Anniversaries thoughts.  The Agnew-Nixon anniversaries a year apart are interesting.  Agnew protested his complete innocence and swore he would never resign.  With Nixon in danger of impeachment for his role in the Watergate scandal, the administration sought to remove Agnew from the presidential line of succession, and secret plea bargaining took place between Agnew’s lawyers and a federal judge. Agnew resigned the vice presidency on October 10, 1973, and appeared in the United States District Court in Baltimore on the same day to plead nolo contendere to a single federal count of failing to report on his income-tax return $29,500 in income that he had received in 1967, while governor of Maryland. Acknowledging that the plea amounted to a felony conviction, Agnew declared that he had resigned in the national interest. He was fined $10,000 and sentenced to three years of unsupervised probation.  (In America, no one is above the law, right?)

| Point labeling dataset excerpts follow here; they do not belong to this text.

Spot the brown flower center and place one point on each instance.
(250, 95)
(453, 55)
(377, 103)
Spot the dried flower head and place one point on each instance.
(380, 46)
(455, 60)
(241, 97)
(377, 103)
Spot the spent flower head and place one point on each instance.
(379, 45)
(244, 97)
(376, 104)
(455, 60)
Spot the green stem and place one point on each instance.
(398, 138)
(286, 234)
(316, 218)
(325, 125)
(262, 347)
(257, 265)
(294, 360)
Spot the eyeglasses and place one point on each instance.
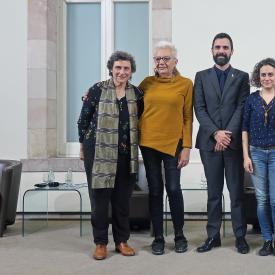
(266, 74)
(218, 47)
(165, 59)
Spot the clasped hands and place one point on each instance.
(223, 139)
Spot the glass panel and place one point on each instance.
(131, 33)
(83, 58)
(35, 217)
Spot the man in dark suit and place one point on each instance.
(219, 96)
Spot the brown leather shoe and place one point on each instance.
(125, 250)
(100, 252)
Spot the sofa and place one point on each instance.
(10, 176)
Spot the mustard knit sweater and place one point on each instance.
(168, 113)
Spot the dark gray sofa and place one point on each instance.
(10, 176)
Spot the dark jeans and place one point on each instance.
(153, 160)
(119, 197)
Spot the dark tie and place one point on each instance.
(222, 80)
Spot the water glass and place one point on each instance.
(45, 177)
(203, 181)
(69, 176)
(51, 176)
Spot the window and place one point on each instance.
(92, 30)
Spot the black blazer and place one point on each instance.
(219, 111)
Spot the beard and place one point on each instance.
(221, 59)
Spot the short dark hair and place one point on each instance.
(255, 76)
(119, 55)
(221, 36)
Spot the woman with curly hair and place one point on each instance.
(259, 147)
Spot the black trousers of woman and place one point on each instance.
(119, 198)
(153, 160)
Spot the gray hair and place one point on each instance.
(166, 45)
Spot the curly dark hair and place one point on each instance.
(221, 36)
(119, 55)
(255, 76)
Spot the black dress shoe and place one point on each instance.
(181, 244)
(158, 246)
(209, 244)
(266, 249)
(242, 245)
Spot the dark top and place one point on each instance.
(260, 135)
(222, 75)
(87, 123)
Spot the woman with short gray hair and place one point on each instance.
(108, 139)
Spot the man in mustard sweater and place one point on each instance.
(219, 96)
(166, 137)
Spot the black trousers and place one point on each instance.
(153, 160)
(119, 198)
(217, 165)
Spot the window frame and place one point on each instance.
(71, 149)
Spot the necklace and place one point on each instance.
(267, 108)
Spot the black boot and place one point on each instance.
(267, 249)
(158, 246)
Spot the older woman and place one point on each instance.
(259, 147)
(165, 137)
(109, 147)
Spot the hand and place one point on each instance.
(85, 96)
(247, 164)
(220, 147)
(223, 138)
(183, 158)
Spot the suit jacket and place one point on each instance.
(219, 111)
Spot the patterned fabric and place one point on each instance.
(260, 135)
(106, 147)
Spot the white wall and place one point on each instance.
(13, 79)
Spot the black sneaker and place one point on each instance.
(181, 244)
(158, 246)
(267, 249)
(242, 245)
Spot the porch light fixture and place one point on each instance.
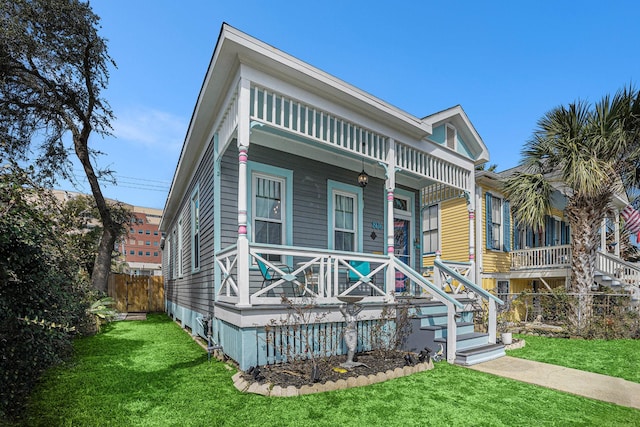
(363, 178)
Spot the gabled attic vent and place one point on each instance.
(451, 137)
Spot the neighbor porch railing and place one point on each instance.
(560, 257)
(618, 269)
(538, 258)
(454, 278)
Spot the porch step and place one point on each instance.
(479, 354)
(466, 341)
(440, 331)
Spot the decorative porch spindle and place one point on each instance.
(390, 184)
(244, 130)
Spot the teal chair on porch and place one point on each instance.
(364, 268)
(270, 275)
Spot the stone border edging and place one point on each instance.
(268, 389)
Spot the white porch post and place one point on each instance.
(616, 218)
(242, 265)
(471, 207)
(390, 185)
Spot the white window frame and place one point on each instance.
(502, 282)
(353, 231)
(286, 202)
(283, 211)
(499, 223)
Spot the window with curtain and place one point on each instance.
(430, 229)
(498, 223)
(268, 214)
(344, 222)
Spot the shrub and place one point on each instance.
(42, 296)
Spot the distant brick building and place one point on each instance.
(141, 246)
(139, 249)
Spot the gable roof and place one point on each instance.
(459, 119)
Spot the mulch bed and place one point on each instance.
(299, 373)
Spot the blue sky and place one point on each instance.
(505, 62)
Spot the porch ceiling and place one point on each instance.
(282, 140)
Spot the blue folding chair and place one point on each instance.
(364, 268)
(270, 275)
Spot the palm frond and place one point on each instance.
(530, 196)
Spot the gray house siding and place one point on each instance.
(191, 295)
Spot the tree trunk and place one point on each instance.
(585, 218)
(102, 266)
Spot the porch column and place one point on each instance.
(616, 227)
(242, 263)
(390, 185)
(472, 237)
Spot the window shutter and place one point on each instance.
(488, 222)
(506, 230)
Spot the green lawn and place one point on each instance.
(617, 358)
(151, 373)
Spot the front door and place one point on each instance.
(401, 249)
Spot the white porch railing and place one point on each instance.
(453, 277)
(322, 275)
(538, 258)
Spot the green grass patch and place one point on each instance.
(151, 373)
(616, 358)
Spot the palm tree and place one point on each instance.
(593, 152)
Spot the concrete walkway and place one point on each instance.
(587, 384)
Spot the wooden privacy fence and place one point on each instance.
(137, 293)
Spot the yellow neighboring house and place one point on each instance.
(508, 258)
(512, 258)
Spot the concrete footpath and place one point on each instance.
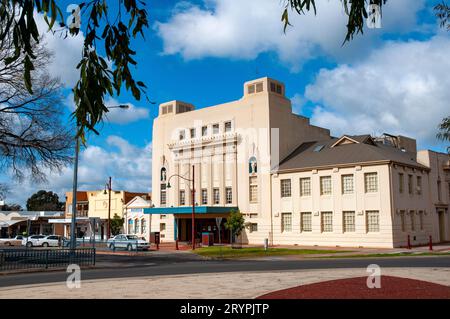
(213, 285)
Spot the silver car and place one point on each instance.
(129, 242)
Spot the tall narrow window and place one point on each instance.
(410, 184)
(371, 182)
(349, 222)
(286, 222)
(402, 220)
(215, 128)
(305, 222)
(326, 221)
(421, 219)
(347, 184)
(216, 196)
(162, 194)
(325, 185)
(285, 188)
(419, 185)
(373, 221)
(305, 186)
(229, 195)
(204, 196)
(253, 190)
(182, 197)
(227, 127)
(400, 183)
(412, 215)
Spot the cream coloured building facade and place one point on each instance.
(294, 183)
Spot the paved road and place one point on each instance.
(178, 264)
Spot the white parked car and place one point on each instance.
(42, 240)
(15, 241)
(129, 242)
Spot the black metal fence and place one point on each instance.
(12, 259)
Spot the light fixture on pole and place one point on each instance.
(73, 239)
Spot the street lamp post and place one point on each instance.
(109, 187)
(193, 201)
(73, 239)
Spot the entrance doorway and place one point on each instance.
(441, 215)
(184, 229)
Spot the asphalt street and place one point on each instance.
(182, 264)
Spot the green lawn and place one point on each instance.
(228, 252)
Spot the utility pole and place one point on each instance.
(109, 185)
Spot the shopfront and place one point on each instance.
(208, 219)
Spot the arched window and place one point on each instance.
(163, 174)
(252, 165)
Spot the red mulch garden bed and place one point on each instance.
(356, 288)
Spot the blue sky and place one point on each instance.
(392, 79)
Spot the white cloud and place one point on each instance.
(117, 115)
(128, 165)
(245, 29)
(66, 52)
(401, 88)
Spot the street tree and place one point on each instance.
(104, 29)
(32, 137)
(43, 200)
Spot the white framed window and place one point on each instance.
(410, 184)
(215, 129)
(204, 196)
(286, 222)
(412, 215)
(182, 135)
(305, 222)
(285, 187)
(325, 185)
(348, 221)
(347, 184)
(143, 226)
(253, 190)
(421, 219)
(371, 182)
(373, 221)
(216, 196)
(227, 127)
(305, 186)
(401, 182)
(229, 195)
(326, 221)
(136, 226)
(419, 185)
(402, 220)
(182, 197)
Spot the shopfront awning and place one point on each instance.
(8, 223)
(188, 210)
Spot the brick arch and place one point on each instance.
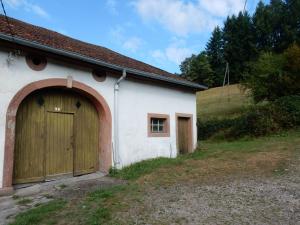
(105, 120)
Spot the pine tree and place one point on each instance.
(215, 53)
(197, 69)
(239, 44)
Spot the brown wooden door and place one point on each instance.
(29, 144)
(57, 133)
(183, 135)
(86, 156)
(59, 144)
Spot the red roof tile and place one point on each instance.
(58, 41)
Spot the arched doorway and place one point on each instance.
(79, 90)
(56, 136)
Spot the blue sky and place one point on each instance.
(159, 32)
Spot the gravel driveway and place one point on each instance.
(234, 200)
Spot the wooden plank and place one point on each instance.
(183, 135)
(42, 134)
(59, 149)
(86, 139)
(29, 145)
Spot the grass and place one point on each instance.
(213, 161)
(41, 213)
(24, 201)
(219, 103)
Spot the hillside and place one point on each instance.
(221, 102)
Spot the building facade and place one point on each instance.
(69, 108)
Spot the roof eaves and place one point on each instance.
(87, 59)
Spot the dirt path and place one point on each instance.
(71, 188)
(234, 200)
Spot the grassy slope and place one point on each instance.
(213, 161)
(221, 102)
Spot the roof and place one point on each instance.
(41, 38)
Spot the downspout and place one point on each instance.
(116, 119)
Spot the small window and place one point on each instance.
(158, 125)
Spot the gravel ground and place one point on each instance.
(234, 200)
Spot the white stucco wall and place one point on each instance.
(135, 101)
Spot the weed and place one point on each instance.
(36, 215)
(24, 201)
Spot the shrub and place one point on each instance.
(284, 113)
(274, 75)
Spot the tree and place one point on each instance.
(239, 44)
(263, 27)
(215, 53)
(197, 69)
(274, 75)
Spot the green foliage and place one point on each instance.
(274, 75)
(239, 44)
(282, 114)
(136, 170)
(272, 28)
(197, 69)
(215, 52)
(36, 215)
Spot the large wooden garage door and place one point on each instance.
(56, 134)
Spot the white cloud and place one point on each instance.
(112, 6)
(175, 53)
(222, 8)
(184, 17)
(132, 44)
(28, 6)
(127, 42)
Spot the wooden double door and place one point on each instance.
(56, 136)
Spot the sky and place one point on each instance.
(158, 32)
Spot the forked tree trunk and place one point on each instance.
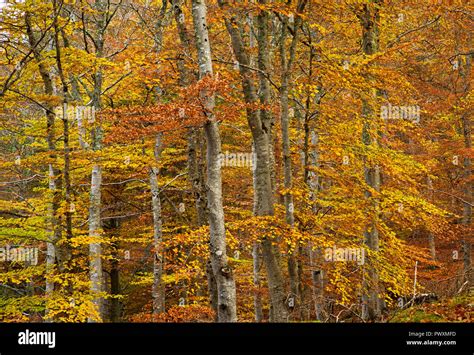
(226, 297)
(263, 204)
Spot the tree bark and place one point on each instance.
(227, 310)
(371, 309)
(158, 288)
(263, 202)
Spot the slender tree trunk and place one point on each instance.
(227, 310)
(263, 204)
(158, 288)
(371, 310)
(195, 141)
(55, 184)
(287, 67)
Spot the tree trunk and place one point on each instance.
(158, 288)
(287, 67)
(371, 309)
(263, 204)
(227, 310)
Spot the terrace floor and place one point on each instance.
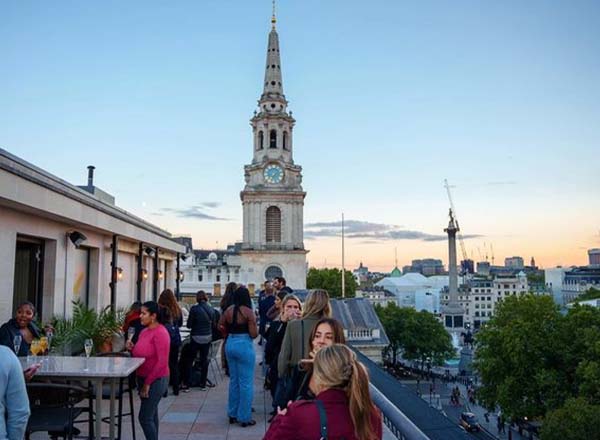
(200, 415)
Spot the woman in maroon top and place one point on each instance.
(153, 375)
(342, 404)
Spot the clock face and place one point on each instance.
(273, 173)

Nixon of course also maintained his innocence but he too resigned and was pardoned for his crimes by Jerry Ford.  (In America, no one is above the law, right?)  With Nixon we had Watergate.  With Reagan we had Iran-Contra.  With George W. Bush, we had WMD and Iraq and with Trump, we had 2 impeachments, the attempted coup, January 6th, and the classified documents scandal.  We never learn.

Geri's knee has been sore all day.  All she takes for it is a Tylenol Arthritis 8-Hour tab even though she has stronger pain meds that she didn't take after her surgery.  I told her that if I knew she had them, I would have stolen some!